In vogue for several years, analysis of Big Data enables companies to process huge volumes of unstructured data and derive strategic business intelligence. The classic analysis of Big Data is partly based on Machine Learning, but it should be noted that the statistical modelling and manual processing steps are essential to its success.
Recent advancements in Machine Learning, especially with AlphaGo from Google and Watson from IBM, are setting cases and are gradually taking their place in the corporate world.
Machine learning refers to the methods and technologies allowing machines to “learn” without using dozens of complex statistical models and rules. Take the example of AlphaGo, to beat the World Go champion, the algorithm was not based on rules indicating how to react to each situation during the game; it learned to play by processing a large dataset of games played by human players. Therefore, it is simply impossible for programmers and an adversary to predict its decisions.
The application of Machine Learning and cognitive technologies to enterprise data is still a recent phenomenon, which could lead to concrete results in a few years if investment and the necessary research are carried out.
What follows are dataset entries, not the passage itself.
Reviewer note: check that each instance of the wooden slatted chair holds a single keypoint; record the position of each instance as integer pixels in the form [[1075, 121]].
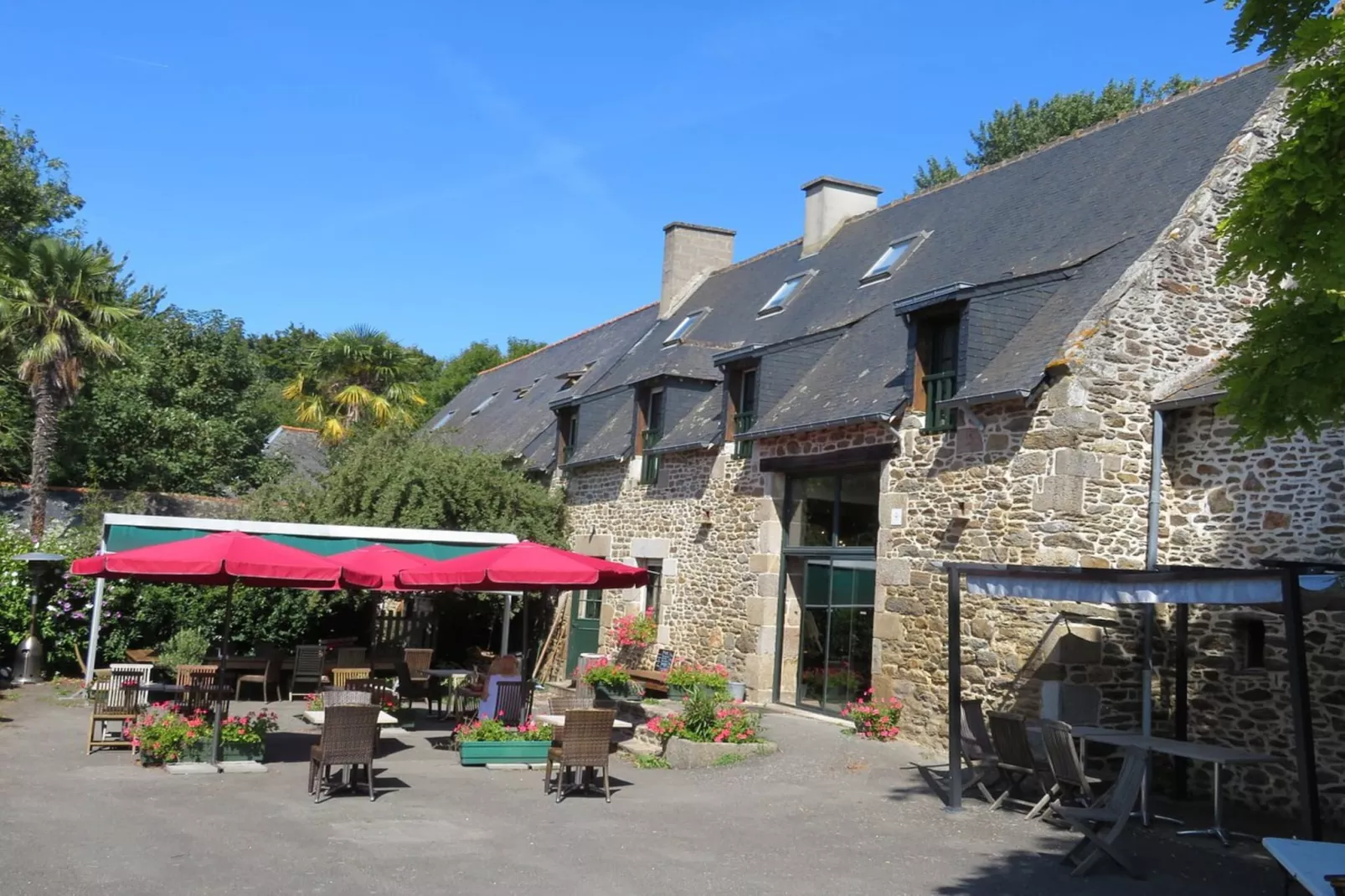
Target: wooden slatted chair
[[348, 735], [121, 700], [1103, 822], [1016, 763], [308, 669], [588, 744]]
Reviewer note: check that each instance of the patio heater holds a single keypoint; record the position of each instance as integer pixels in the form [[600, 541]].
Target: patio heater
[[27, 660]]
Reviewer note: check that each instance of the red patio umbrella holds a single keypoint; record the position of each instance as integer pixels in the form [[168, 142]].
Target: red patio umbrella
[[225, 559], [522, 567], [382, 561]]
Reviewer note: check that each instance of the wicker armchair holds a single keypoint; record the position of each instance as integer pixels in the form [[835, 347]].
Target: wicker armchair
[[417, 661], [588, 740], [348, 735], [121, 700]]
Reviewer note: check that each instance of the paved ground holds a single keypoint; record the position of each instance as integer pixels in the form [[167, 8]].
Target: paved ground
[[826, 814]]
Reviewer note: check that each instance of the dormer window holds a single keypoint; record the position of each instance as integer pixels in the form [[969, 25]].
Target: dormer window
[[566, 432], [482, 406], [683, 328], [936, 370], [781, 295]]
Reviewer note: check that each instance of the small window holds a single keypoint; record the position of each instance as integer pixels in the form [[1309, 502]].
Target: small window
[[1251, 643], [683, 328], [890, 257], [482, 406], [654, 590], [781, 295]]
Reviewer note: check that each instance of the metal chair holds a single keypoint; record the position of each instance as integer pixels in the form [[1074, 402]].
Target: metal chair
[[121, 700], [1067, 770], [417, 661], [588, 744], [510, 703], [308, 669], [348, 735], [1016, 763], [1103, 822], [270, 678]]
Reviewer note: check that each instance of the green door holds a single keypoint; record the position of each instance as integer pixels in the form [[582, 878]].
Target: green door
[[585, 615]]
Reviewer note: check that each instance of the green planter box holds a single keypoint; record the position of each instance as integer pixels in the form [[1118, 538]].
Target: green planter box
[[198, 751], [479, 752]]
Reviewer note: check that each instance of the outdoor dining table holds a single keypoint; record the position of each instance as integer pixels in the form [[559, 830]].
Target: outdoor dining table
[[317, 718], [1215, 754], [1307, 862]]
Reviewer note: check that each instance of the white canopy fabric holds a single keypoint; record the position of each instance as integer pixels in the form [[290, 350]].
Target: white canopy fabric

Cyber criminals seek above all to remain anonymous. Complex persistent threats and difficult to detect thus represent a weapon of choice in terms of profitability.
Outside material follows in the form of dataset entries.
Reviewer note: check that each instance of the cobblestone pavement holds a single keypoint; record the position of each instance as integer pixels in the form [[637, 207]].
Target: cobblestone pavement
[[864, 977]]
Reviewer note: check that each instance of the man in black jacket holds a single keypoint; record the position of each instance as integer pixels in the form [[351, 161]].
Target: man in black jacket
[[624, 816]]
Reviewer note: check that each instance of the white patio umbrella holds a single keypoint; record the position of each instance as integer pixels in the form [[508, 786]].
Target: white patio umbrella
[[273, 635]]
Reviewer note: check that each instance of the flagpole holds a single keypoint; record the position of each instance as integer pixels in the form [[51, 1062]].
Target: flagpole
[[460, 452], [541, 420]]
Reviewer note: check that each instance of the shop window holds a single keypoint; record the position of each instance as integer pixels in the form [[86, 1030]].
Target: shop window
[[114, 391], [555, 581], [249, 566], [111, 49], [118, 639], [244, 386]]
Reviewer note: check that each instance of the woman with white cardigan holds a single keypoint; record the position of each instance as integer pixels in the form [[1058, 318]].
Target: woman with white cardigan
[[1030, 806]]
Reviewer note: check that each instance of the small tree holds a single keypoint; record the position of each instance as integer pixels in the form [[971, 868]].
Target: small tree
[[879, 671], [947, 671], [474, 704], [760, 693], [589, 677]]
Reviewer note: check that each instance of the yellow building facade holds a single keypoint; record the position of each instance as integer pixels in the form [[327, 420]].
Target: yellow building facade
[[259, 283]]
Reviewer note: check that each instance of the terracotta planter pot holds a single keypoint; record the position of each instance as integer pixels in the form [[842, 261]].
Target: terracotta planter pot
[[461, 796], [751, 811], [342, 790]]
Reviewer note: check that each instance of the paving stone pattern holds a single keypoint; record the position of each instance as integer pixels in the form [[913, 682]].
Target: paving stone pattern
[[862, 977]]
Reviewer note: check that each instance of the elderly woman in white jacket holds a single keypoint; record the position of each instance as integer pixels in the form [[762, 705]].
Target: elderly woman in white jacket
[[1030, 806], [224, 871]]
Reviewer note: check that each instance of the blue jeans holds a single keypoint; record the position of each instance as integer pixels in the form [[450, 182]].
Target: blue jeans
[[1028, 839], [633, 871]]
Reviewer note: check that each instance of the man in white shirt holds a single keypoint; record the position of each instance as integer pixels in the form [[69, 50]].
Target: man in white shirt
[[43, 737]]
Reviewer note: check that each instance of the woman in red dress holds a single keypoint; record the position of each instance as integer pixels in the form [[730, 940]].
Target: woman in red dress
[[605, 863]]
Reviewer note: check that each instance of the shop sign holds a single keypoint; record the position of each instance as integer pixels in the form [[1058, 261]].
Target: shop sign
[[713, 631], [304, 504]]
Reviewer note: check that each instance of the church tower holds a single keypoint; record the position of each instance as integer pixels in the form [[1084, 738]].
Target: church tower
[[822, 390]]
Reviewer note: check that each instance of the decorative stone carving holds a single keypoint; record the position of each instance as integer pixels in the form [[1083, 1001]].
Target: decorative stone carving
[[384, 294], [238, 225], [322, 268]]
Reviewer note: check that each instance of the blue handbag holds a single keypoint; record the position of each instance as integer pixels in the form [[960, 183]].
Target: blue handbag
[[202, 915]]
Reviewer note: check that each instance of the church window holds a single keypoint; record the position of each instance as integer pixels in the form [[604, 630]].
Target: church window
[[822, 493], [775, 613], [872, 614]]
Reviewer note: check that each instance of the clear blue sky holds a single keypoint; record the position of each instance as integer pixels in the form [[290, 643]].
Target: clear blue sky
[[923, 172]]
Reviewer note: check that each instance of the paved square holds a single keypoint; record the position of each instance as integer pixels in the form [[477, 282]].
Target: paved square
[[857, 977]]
With conventional network security systems, it can be extremely difficult to identify vulnerabilities and compromised devices. However, the use of these attack vectors results in abnormal activities (unusual connections, use abnormally high servers, IO abnormalities and other minor phenomena among the billions of operations performed). Users and automated systems based on the rules tend to generate false positives and negatives, but with Machine Learning algorithms, machine can identify abnormal activities within sets of very large data.
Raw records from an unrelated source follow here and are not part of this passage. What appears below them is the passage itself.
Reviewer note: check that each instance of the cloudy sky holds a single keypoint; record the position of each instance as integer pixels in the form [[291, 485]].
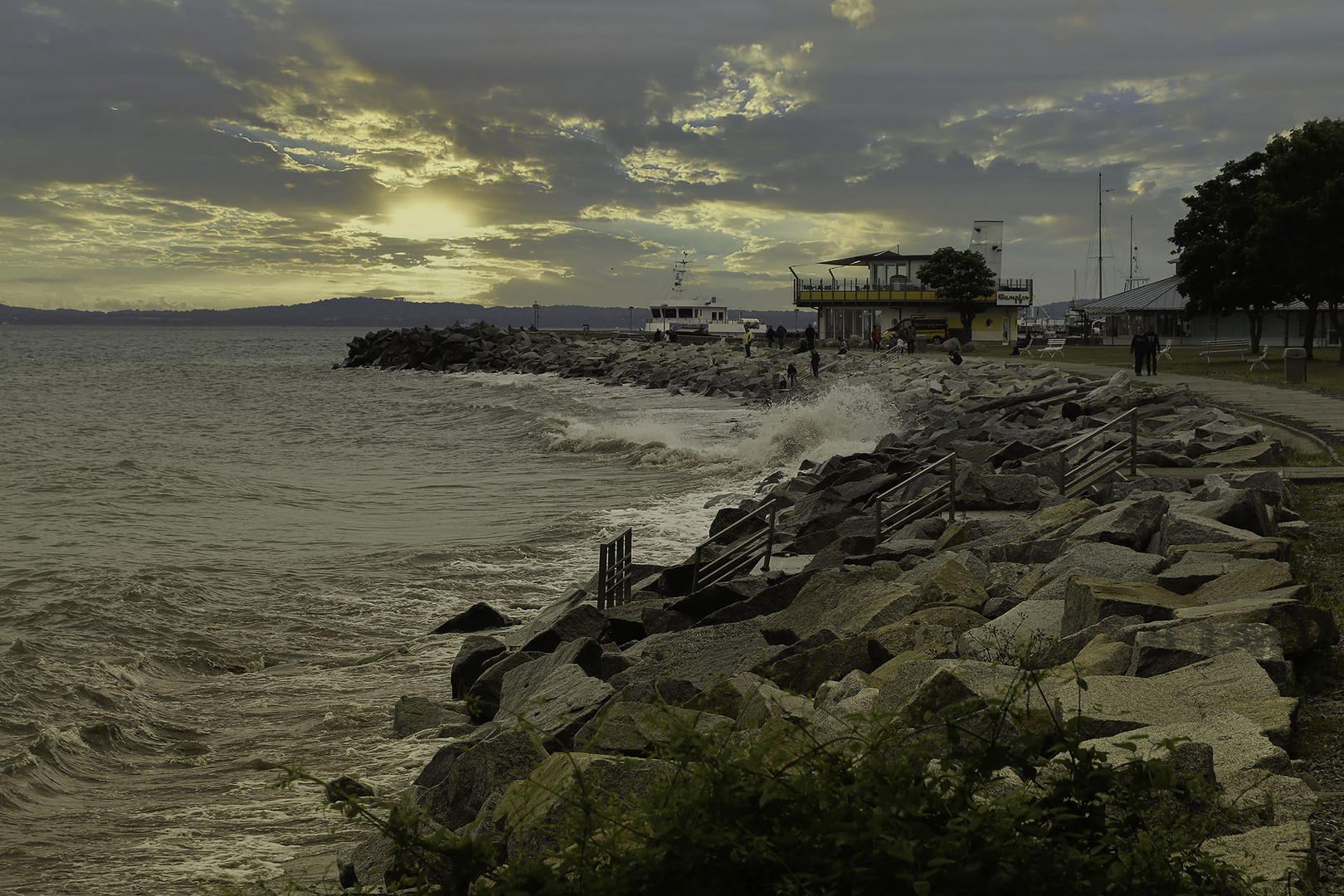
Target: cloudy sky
[[222, 153]]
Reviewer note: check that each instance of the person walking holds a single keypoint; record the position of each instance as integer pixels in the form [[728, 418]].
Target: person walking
[[1138, 348]]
Businesses today know more than ever about their customers, or at least have an unprecedented amount of consumer data. With Machine Learning algorithms, it is now possible to process the data to extract useful information on consumer sentiment, which translates into a competitive advantage for companies.
Smart stock solutions operate Machine Learning to maximize the return on investment. To ensure success, companies in all sectors must indeed know when to buy or sell, and especially at what price. With Machine Learning algorithms, they can define appropriate rates based on a multitude of different factors.
As explained by an article in McKinsey Quarterly:
“In Europe, more than a dozen banks have replaced older statistical-modeling approaches with machine-learning techniques and, in some cases, experienced 10 percent increases in sales of new products, 20 percent savings in capital expenditures, 20 percent increases in cash collections, and 20 percent declines in churn. The banks have achieved these gains by devising new recommendation engines for clients in retailing and in small and medium-sized companies. They have also built microtargeted models that more accurately forecast who will cancel service or default on their loans, and how best to intervene.”
Machine Learning helps companies target or create products based on the expectations and needs of different markets and is likely to emerge as the new essential business tool of tomorrow. Leaders in the field will use these approaches effectively to improve their knowledge of the market and take a step ahead of their competitors.